Using the help function ?ripSeek, you should see the following information:

The results as GRangesList generated from the RIP peak detection. Each list item represents the RIP peaks on a chromosome accompanied with statistical scores including (read) count, logOddScore, pval, pvalAdj, eFDR for the RIP and control (if available). Please refer to seekRIP for more details.
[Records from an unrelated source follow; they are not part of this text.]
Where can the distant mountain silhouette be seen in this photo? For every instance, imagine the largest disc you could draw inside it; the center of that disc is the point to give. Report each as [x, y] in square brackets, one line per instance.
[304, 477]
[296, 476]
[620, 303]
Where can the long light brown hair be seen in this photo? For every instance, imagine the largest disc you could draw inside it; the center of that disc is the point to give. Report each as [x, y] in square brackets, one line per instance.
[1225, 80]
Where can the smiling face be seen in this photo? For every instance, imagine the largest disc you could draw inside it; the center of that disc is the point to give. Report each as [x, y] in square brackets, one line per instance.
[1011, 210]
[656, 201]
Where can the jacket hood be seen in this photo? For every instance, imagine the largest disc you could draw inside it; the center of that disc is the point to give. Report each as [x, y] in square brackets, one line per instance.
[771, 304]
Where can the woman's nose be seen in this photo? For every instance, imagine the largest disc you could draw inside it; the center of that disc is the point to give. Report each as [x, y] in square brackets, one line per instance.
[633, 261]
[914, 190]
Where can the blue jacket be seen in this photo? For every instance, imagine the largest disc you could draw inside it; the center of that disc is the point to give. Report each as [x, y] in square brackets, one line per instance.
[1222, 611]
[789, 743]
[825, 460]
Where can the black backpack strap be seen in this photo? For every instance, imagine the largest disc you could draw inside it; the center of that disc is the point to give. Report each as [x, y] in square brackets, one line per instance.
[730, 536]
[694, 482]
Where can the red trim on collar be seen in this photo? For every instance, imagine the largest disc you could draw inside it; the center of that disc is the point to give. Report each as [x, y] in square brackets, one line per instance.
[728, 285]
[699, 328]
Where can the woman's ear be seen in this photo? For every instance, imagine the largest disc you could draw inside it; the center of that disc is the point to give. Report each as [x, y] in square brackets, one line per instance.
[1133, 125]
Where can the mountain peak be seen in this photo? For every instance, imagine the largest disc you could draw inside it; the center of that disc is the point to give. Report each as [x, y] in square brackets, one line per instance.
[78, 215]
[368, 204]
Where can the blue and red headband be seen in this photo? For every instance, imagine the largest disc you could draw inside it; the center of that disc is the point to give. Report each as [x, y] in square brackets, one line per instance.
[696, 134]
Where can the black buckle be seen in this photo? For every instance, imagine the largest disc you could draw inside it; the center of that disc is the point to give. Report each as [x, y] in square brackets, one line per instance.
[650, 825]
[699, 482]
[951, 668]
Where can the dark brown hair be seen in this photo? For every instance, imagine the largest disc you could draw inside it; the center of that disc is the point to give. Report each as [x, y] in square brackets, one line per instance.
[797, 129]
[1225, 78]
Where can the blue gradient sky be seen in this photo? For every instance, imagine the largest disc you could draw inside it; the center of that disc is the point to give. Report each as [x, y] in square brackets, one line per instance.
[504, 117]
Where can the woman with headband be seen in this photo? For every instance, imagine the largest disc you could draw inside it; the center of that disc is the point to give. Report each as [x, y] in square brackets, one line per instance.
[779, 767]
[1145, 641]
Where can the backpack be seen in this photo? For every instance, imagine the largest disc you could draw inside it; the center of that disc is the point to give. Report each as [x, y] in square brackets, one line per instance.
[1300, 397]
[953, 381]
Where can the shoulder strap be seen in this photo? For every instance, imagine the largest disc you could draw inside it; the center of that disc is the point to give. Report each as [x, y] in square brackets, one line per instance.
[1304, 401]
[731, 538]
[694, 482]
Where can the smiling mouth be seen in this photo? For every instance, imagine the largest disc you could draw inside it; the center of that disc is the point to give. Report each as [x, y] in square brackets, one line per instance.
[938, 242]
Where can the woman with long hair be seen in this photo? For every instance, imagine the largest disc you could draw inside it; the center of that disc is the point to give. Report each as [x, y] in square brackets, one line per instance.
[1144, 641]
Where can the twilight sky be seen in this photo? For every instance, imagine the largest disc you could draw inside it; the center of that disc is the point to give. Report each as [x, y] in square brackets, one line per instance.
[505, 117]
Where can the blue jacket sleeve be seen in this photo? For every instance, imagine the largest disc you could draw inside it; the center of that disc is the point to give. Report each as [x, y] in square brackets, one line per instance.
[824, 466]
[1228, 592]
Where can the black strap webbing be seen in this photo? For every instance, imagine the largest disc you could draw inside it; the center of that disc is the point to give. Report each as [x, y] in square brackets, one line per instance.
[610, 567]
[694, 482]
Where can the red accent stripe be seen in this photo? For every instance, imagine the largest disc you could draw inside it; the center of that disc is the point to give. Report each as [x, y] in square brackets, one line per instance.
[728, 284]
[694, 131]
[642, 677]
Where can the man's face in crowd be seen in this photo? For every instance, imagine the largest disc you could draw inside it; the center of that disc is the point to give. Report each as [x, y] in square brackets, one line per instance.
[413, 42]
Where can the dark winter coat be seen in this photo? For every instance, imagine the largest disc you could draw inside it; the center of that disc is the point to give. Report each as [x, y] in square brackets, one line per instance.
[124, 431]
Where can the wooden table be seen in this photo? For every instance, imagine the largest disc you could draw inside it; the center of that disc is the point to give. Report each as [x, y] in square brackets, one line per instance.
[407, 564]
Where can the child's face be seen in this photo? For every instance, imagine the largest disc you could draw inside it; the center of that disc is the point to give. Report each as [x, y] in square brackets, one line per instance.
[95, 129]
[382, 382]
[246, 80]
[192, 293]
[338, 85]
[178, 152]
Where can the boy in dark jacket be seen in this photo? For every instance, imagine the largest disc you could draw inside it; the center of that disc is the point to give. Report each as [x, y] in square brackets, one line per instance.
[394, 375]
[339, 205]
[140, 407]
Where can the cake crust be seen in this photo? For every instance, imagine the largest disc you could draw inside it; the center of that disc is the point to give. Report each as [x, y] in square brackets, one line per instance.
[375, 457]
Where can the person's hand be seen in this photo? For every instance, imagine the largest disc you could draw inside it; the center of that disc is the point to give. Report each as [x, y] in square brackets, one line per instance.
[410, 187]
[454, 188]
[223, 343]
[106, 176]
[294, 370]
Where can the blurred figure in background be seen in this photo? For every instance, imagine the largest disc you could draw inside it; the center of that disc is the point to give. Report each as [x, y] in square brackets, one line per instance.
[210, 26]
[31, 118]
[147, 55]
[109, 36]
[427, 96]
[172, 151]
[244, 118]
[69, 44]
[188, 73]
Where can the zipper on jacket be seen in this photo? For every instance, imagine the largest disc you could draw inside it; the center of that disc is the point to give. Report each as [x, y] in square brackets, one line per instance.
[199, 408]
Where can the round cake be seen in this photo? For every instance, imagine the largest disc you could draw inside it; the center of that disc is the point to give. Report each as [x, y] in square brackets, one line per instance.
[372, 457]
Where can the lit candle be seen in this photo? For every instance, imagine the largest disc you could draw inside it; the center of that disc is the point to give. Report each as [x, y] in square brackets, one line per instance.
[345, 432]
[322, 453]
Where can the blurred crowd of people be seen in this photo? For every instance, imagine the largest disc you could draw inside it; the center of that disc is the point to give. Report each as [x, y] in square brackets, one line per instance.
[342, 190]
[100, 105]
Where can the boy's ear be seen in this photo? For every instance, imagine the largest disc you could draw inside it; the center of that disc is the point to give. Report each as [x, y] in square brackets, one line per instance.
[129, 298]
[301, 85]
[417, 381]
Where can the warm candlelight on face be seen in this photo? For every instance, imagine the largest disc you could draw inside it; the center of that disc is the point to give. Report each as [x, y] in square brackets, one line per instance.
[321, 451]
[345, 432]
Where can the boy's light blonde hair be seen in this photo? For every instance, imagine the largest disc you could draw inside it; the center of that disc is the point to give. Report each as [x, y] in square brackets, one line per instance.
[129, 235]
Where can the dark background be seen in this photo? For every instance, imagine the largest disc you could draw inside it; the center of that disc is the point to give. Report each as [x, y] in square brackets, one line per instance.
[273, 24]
If you follow the instructions to look up ?seekRIP, you will find the following info:

The RIPScore is compupted in computeLogOdd as the log odd ratio of the posterior for the RIP state (zi = 2) over the posterior for the background state (zi = 1) in RIP library. When control is avail- able, the RIPScore is updated by the difference between the RIPScores between RIP and control. The adjacent bins with hidden states predicted by nbh_vit as the enriched state (corresponding to the NB with larger mean) are merged. The RIPSscores are averaged over the merged bins. To assess the statistical significance of the RIPScore for each region, we assume that the RIPScore follows a Gaussian (Normal) distribution with mean and standard deviation estimated using the RIPScores over all of the bins. The rationale is based on the assumption that most of the RIPScores correspond to the background state and together contribute to a stable estimate of the test statistics (TS) and p-value computed using the R built-in function pnorm. The p-value is adjusted by p.adjust with BH method by default. The same procedure is applied optionally to the control library. Only when the control is available, is an empirical false discovery rate (eFDR) estimated based on the idea of "sample swap" inspired by MACS (a ChIP-seq algorithm from Zhange el al. (2008). At each p-value, RIPSeeker finds the number of significnat RIP-regions over control (CTL) based on pvalRIP and the number of significant control regions over RIP based on pvalCTL. The eFDR is defined as the ratio of the number of "RIP" (false positive) regions iden- tified from CTL-RIP comparison over the number of RIP regions from the RIP-CTL comparison. The maximum value for eFDR is 1 and minimum value for eFDR is max(p-value, 0). The former takes care of the case where the numerator is bigger than the denominator, and the latter for zero numerator.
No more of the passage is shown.